Nur noch mal eben schnell…

… den Newsletter verschicken.

… eine Slack-Nachricht beantworten.

… dem Kollegen Feedback geben.

… einen Call mit dem Kunden erledigen.

… die Excel-Tabelle anlegen. 

Kommt dir das bekannt vor? In unserer heutigen Arbeitswelt entsteht schnell das Gefühl von dauerhaftem Stress, weil man an vielen Themen gleichzeitig arbeitet und sie “nur mal eben schnell” erledigen will. Am Ende des Tages haben wir den Eindruck, gar nichts von dem geschafft zu haben, was wir uns eigentlich vorgenommen haben – in der Folge fühlen wir uns gestresst, unproduktiv und so gar nicht happy. Auch die Wissenschaft beschäftigt sich mit diesem Rush-Hour-Leben: Laut einer Studie von YouGov aus 2019 fühlten sich 82 Prozent aller Befragten am Arbeitsplatz gestresst – das sind vier von fünf Arbeitnehmer*innen. In den letzten beiden “Pandemie-Jahren” dürfte sich das Dauerstress-Phänomen verstärkt haben.

Was können wir tun, um wieder mehr Freude in unser Arbeitsleben zu bringen? Wie entkommen wir der Stressfalle? Dazu haben wir mit Expertin Johanna Heußner von CoachYourVenture gesprochen. Wir wollten wissen, warum es uns manchmal so schwer fällt, klare Grenzen im Job zu setzen und wie stetiger Arbeitsstress unsere langfristige Performance verschlechtert. 
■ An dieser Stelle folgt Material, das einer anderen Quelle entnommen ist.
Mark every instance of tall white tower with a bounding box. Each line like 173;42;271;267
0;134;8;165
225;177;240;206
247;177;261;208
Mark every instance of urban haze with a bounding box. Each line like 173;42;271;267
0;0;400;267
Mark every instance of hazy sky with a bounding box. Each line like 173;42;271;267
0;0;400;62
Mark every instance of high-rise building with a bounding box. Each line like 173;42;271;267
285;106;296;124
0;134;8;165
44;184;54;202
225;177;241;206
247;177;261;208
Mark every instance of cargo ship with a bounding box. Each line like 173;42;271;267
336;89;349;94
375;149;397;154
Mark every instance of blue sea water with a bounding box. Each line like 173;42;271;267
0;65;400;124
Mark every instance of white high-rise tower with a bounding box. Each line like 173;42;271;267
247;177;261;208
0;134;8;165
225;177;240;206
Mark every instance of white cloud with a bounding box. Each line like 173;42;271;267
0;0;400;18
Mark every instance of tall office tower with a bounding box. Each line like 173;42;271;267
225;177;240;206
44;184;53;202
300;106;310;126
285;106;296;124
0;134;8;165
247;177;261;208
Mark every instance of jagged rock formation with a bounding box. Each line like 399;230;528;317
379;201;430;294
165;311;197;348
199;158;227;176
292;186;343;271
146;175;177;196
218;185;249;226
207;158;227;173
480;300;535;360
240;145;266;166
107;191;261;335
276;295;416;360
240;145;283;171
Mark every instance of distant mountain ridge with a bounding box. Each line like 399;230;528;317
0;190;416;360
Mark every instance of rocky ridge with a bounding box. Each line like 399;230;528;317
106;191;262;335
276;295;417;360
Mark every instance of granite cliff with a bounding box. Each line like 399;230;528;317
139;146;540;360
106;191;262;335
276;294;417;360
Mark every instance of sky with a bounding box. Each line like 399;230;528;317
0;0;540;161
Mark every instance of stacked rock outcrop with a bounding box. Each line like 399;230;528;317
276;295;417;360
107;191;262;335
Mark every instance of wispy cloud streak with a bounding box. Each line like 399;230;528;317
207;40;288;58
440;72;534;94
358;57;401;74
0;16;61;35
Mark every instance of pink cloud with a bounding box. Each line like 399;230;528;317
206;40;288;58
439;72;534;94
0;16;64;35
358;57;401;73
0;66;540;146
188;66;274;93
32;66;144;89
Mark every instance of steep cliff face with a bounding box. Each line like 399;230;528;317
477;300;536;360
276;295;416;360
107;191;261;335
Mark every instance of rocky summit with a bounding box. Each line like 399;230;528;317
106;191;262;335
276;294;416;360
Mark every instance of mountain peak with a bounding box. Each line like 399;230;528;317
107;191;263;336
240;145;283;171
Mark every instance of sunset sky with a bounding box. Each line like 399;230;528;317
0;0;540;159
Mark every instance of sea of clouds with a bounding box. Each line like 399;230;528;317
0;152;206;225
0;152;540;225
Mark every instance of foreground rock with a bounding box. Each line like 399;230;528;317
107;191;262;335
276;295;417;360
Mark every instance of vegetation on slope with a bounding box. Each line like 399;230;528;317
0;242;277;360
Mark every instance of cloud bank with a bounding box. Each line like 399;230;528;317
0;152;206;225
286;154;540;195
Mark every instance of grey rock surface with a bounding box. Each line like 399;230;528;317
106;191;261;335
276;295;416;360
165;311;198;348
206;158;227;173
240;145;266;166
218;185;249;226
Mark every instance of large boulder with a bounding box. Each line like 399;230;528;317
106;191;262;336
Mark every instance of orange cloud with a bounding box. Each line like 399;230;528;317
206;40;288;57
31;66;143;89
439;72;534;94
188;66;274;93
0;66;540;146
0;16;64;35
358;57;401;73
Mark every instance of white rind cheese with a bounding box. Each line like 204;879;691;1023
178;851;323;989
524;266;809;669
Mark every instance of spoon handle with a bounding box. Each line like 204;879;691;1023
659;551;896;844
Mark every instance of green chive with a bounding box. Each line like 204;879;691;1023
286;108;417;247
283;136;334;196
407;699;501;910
Johanna gibt dir in diesem Beitrag hands-on-Tipps und ehrliche Ratschläge. Als Profilerin und Wirtschaftspsychologin beschäftigt sie sich intensiv mit aktuellen Themen der Persönlichkeits-, Verhaltens- und Kommunikationspsychologie und bringt jahrelange Praxiserfahrung aus dem systemischen Coaching mit. 

Spoiler Alert: Im zweiten Teil dieses Beitrags verraten wir dir, warum ein intuitives Projektmanagement-Tool wie awork deinen Stress reduzieren kann und dir mehr Freude an deiner täglichen Arbeit bringt. 

Always on – Was bedeutet das für unsere Gesundheit?

Hey Johanna! Es ist schon fast normal geworden, auch den Feierabend mit Arbeiten zu verbringen. Einige ackern sogar bis in die Nacht hinein, einfach um dem ständigen Zeit- und Leistungsdruck zu entkommen.Insgesamt scheint es, als würden Beruf und Privatleben zunehmend verschwimmen. Welche gesundheitlichen und mentalen Gefahren birgt diese “Always-On-Mentalität” für uns als Arbeitnehmer*innen? 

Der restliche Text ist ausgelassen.